Why specify a fixed line height of 1.2 in typo.less?
ptmkenny opened this issue · 1 comments
In typo.less, a line height of 1.2 is specified four times.
For example:
h2, .h2 {
.rhythm(2, 2, 1);
.rhythm(3, 0, 1);
@media @kf8 {
line-height: 1.2; /* Minimum value Kindle supports */
}
Why is this being done?
There is a body-line-height variable that is easy to change, but these values are unrelated to the value of that variable.
Japanese documents tend to have a line-height of 1.75, so I'm thinking that these line-heights should probably be increased as well-- either by adding a variable or by computing them to be based on the body-line-height. But maybe I am misunderstanding why this is being set here, so please let me know.
That was a long-standing limitation in the Kindle Publishing Guidelines i.e. if the value was < 1.2 (or 120%), then it would corrupt their pagination and, if I’m not mistaken, they even started removing it at some point because of that, so you would end up with the default line-height of 1.75.

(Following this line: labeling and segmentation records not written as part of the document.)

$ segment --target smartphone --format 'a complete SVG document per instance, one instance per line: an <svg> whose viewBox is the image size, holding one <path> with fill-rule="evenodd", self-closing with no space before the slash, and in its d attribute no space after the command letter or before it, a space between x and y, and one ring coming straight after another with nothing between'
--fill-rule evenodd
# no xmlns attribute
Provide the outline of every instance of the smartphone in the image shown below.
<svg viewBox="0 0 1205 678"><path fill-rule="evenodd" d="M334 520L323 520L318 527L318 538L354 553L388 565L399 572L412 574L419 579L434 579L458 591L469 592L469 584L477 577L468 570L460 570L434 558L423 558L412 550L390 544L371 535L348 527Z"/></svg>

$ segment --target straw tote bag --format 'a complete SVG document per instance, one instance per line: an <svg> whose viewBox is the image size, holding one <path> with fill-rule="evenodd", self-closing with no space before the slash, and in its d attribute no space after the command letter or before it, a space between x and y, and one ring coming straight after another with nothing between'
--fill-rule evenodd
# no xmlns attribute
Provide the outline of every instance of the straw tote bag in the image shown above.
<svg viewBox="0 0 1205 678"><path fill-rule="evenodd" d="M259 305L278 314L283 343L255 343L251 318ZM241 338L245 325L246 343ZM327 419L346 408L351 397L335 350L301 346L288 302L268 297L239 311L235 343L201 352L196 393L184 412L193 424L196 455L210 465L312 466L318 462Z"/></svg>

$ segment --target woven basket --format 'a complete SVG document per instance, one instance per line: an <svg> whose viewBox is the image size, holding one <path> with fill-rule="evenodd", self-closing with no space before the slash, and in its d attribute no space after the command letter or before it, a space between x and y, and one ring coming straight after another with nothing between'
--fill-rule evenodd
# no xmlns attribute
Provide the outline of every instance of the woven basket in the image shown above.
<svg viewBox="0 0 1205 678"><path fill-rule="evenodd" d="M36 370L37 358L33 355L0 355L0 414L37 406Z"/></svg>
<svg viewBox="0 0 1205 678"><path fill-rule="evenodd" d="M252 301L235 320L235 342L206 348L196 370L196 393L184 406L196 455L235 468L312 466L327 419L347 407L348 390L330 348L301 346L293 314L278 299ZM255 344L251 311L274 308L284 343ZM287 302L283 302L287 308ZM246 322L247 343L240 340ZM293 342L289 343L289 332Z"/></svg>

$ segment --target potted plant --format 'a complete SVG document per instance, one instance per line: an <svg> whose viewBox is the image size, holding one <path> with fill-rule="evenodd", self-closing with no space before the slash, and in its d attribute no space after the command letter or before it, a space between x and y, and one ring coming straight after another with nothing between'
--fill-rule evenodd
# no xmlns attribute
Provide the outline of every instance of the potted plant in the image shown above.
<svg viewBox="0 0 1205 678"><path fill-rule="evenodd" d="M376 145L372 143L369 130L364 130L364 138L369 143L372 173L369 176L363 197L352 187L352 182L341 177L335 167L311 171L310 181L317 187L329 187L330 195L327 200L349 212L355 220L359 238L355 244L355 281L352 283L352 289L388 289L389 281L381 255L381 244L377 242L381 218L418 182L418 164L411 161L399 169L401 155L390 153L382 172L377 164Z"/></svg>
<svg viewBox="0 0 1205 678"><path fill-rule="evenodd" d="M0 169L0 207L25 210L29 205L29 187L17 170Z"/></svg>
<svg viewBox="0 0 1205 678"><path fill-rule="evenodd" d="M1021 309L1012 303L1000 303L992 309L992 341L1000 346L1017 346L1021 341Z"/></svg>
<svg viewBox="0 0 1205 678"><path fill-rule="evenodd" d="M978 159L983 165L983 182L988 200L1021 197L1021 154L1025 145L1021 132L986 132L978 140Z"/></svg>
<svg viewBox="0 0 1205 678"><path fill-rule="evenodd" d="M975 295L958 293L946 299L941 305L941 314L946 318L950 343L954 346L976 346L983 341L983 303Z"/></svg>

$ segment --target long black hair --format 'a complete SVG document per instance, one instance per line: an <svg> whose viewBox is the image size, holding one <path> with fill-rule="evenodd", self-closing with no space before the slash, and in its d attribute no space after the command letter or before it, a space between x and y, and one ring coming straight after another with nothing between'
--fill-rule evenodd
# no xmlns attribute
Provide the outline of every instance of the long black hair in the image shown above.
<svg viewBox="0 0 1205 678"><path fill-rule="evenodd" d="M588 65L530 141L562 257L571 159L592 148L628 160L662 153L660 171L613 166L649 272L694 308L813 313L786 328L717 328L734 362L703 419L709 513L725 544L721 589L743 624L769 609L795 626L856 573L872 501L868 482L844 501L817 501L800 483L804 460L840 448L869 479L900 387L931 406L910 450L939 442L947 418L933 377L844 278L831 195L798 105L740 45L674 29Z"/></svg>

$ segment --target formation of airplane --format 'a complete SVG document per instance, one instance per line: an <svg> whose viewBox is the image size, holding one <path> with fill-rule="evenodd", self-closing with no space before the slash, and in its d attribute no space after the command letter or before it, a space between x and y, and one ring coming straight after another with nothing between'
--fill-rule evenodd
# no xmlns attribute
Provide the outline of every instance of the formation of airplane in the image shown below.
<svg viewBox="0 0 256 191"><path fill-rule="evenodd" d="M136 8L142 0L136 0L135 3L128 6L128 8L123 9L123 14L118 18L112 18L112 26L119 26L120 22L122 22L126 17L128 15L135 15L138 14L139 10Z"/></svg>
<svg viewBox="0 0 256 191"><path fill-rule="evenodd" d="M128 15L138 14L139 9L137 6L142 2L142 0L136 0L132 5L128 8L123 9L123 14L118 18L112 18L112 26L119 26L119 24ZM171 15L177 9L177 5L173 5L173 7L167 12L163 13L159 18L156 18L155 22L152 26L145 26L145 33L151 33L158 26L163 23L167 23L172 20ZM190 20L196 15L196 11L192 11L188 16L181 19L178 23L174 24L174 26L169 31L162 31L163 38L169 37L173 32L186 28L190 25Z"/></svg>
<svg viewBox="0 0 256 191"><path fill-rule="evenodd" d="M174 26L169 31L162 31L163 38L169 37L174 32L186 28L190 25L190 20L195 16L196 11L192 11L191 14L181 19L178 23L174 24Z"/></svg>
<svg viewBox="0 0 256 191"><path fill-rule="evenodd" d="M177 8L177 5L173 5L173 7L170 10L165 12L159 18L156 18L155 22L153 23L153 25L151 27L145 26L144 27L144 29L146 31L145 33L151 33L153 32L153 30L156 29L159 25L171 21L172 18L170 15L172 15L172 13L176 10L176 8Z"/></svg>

I quite frankly wasn’t really willing to handle this edge case in the rhythm()
mixin, especially as Kindle was another optional stylesheet for years so the idea was that people would customise it anyway.
Another part of the laziness is that conditions in LESS a.k.a. “Mixin Guards” are super weird – even weirder now that my daily job is 100% JavaScript – so I never really bothered refactoring rhythm.less to improve it a little bit, which would have been an opportunity to include this exception.